Hands, feet and wrists are most commonly affected, although other parts of the body can be damaged, too.

The cause of the disease is not yet known, but it’s thought an infection or a virus may be responsible, acting in some way on the immune system to turn off its protective ‘safety switch’.

There is no cure for rheumatoid arthritis and treatments are designed to improve symptoms, reducing inflammation in the joints, easing pain, and slowing joint damage.

Current treatments include disease-modifying drugs that slow down its progression by helping to dilute the strength of the immune-system attack, but side-effects can include sickness, diarrhoea, mouth ulcers, hair loss and rashes.

The new treatment is aimed at combating the disease at an earlier stage, by ‘re-educating’ immune system cells (patients in the trial have had the disease for six months or more).

The treatment is based on dendritic cells, key players in the immune system.

Their job is to patrol the body, seeking out threats such as bacteria or viruses.

As well as attacking these invaders, they also help to recruit other immune cells, called antibodies, which help defend the body.

Recent research at The Rockefeller University in New York and other centres has shown that dendritic cells have another key role: preventing immune cells from turning on the body and attacking healthy tissue.

Experts believe that, for some reason, in rheumatoid arthritis the dendritic cells lose their power.

Research on laboratory animals has shown that reducing dendritic cells leads to a collapse in the immune system’s ability to tolerate even harmless invaders, leading to the development of autoimmune disease.

Scientists think that a lack of dendritic cells may also play a role in other autoimmune conditions, such as multiple sclerosis and ulcerative colitis, where the large intestine becomes inflamed.

In the trial at Newcastle University, dendritic cells will be taken from the patient’s blood and then injected directly into their knee joints.
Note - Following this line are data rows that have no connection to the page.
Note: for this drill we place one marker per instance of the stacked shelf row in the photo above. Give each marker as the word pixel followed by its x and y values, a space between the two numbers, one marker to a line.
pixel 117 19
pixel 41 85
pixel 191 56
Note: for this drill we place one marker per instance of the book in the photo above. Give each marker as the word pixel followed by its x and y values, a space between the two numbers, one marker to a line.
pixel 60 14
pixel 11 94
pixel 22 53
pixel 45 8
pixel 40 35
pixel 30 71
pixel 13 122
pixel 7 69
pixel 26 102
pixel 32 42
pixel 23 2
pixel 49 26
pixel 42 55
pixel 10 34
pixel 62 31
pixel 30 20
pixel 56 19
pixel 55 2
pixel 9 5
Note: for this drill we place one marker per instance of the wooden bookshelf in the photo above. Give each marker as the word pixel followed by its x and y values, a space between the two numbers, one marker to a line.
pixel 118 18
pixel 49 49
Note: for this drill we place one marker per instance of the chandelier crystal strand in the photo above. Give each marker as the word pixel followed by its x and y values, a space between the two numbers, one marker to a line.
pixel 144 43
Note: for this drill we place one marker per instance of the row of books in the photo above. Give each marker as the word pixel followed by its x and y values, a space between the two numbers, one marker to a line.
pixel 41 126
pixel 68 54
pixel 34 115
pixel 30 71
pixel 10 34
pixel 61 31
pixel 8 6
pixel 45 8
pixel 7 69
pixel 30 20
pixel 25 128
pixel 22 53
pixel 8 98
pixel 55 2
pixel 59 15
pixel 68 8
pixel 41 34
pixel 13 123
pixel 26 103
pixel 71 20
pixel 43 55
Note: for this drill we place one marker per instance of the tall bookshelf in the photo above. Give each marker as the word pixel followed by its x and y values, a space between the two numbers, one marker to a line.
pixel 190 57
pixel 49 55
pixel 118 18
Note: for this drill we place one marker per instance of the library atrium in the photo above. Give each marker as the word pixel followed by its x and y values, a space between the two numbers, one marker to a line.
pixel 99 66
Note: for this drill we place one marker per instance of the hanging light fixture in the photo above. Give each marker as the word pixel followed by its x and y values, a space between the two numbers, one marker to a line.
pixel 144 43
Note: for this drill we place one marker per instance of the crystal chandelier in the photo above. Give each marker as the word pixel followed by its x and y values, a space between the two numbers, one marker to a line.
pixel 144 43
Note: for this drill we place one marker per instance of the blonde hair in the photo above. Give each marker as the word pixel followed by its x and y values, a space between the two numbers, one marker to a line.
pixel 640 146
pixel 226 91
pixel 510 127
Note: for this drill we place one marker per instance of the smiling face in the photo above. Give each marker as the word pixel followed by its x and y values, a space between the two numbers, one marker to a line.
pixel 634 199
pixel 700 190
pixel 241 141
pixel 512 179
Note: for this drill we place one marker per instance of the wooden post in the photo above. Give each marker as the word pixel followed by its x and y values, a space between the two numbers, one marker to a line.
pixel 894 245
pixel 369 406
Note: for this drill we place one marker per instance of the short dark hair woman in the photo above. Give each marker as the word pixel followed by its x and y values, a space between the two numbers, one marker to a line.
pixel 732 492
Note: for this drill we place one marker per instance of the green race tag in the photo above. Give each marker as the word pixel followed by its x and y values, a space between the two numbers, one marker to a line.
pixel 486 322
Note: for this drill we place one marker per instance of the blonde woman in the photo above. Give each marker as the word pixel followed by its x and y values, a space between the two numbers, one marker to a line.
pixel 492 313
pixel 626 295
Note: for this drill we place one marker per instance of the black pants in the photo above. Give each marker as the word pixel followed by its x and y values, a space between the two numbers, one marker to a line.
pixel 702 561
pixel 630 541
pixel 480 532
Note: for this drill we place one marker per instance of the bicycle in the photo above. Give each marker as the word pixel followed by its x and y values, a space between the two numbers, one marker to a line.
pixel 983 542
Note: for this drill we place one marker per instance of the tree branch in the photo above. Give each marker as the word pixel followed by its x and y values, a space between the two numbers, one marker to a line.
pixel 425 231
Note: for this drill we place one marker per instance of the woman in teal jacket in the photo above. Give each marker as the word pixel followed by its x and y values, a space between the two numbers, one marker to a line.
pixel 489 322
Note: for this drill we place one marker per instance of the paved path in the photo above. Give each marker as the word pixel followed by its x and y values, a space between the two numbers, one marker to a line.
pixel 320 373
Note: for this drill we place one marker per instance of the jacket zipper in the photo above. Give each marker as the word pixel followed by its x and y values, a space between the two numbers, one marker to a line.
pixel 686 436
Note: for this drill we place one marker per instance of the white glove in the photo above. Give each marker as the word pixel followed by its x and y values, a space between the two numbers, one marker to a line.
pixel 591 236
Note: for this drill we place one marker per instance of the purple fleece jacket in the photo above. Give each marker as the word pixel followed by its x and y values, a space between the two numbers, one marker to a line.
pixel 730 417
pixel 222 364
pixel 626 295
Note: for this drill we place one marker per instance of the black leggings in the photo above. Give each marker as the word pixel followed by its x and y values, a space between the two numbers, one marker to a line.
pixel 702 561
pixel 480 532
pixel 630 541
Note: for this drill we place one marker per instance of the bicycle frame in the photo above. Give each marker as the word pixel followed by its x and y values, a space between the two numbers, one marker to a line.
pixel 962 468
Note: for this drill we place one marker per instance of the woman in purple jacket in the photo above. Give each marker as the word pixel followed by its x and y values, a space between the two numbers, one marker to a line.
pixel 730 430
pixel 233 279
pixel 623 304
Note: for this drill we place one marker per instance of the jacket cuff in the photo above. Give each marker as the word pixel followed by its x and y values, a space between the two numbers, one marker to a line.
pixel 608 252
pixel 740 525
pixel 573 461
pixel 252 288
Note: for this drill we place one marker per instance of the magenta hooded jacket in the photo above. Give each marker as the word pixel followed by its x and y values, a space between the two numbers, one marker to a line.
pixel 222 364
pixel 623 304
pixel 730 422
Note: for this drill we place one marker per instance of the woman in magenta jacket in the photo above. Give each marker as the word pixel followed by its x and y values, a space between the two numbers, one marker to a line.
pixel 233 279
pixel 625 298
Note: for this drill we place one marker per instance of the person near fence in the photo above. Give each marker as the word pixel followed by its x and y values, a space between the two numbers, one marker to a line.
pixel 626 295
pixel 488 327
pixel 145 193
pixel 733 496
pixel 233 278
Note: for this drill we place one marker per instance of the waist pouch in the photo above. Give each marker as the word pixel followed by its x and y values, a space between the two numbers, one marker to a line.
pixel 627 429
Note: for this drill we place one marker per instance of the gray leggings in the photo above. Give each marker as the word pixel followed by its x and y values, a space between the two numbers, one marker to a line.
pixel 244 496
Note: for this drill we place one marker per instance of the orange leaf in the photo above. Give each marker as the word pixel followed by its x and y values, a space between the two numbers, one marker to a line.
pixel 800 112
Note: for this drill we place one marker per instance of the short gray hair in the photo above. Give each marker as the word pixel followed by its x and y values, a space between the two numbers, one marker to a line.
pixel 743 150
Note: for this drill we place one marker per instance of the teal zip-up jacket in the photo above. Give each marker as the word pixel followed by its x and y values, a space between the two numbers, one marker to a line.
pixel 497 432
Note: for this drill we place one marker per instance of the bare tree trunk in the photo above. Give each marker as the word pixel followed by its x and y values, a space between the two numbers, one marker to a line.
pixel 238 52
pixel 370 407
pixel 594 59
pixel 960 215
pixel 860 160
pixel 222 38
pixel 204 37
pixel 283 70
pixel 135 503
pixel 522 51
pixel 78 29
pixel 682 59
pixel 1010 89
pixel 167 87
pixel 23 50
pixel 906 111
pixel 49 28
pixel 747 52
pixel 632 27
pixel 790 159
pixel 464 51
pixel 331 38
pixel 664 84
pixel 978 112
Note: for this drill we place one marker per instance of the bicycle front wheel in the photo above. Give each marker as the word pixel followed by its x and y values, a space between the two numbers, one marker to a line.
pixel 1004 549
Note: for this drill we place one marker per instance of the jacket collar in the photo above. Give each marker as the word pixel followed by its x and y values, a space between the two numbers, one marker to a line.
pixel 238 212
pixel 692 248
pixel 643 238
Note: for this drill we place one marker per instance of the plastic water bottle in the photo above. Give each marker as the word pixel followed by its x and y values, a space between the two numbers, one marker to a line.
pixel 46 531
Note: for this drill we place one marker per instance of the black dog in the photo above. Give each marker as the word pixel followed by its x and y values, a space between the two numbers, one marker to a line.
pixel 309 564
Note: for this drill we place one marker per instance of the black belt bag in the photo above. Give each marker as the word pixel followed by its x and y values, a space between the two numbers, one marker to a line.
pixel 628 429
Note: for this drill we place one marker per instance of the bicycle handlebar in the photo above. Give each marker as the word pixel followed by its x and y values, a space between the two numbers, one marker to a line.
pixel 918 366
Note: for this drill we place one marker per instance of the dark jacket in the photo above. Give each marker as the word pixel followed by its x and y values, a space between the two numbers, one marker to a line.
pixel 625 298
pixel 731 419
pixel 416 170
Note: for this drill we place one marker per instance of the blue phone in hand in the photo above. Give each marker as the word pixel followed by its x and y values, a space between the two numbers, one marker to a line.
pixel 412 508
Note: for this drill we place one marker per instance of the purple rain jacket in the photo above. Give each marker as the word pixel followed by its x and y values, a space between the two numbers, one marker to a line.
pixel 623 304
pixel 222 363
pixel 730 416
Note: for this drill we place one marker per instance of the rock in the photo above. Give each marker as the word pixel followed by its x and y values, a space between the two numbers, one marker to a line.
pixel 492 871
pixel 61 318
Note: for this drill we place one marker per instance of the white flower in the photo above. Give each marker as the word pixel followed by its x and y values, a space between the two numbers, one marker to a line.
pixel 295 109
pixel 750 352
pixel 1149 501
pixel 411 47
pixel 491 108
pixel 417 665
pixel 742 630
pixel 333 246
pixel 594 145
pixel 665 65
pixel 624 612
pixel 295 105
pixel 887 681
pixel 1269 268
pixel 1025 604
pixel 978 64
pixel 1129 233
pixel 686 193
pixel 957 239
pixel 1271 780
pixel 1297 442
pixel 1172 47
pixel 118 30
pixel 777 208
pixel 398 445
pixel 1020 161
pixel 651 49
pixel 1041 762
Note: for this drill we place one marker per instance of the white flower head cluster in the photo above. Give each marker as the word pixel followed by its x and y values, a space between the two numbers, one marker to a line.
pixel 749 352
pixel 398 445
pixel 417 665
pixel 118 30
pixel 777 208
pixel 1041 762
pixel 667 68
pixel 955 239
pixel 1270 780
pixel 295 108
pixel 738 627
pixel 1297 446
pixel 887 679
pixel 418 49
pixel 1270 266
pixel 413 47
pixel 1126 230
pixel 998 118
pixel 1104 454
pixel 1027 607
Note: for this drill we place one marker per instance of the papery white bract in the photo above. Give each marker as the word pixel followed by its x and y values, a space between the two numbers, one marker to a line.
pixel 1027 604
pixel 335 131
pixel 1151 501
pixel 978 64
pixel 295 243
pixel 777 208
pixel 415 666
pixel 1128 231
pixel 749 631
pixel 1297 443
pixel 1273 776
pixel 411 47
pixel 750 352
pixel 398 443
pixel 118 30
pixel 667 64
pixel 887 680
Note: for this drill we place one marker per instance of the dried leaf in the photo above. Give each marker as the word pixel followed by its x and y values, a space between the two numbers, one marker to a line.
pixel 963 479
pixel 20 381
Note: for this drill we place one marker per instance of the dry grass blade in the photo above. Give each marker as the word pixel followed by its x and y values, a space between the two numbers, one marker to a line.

The researchers aim to initially treat 12 patients.

Using an arthroscopy — a camera examination of a joint — nine of the patients will be injected with the dendritic cells and three with saline solution as a control treatment.

Their symptoms will be measured after seven, 14, and 91 days after the injection.

Commenting on the research, Anthony Hollander, professor of rheumatology and tissue engineering at the University of Bristol and a spokesperson for Arthritis Research UK, said: ‘The eventual goal here is to use the administered cells to suppress the autoimmune response, so switching off the arthritic process.

‘If it works, it might halt disease progression, but would not repair already damaged parts of the joint, and the cells would have to be administered regularly.’


An antibiotic used to treat acne is being given to patients with rheumatoid arthritis.

Scientists believe that the painful condition may be linked to bacteria in the mouth or intestinal tract.

It’s thought that killing the bacteria with antibiotics may have an effect on the immune system and reduce levels of inflammation around the joints.

In a trial at New York University, patients are being prescribed one of two antibiotics, doxycycline or vancomycin, or given a dummy treatment, for eight weeks.

Their levels of bacteria will be measured and immune system function assessed for up to five months after treatment.

Changes in either will be compared with those patients in the trial who did not receive antibiotics.

Doxycycline is commonly used to treat chest infections and malaria (as well as acne) — and stops bacteria from functioning — while vancomycin is also used to treat bowel complaints, and prevents bacteria from growing.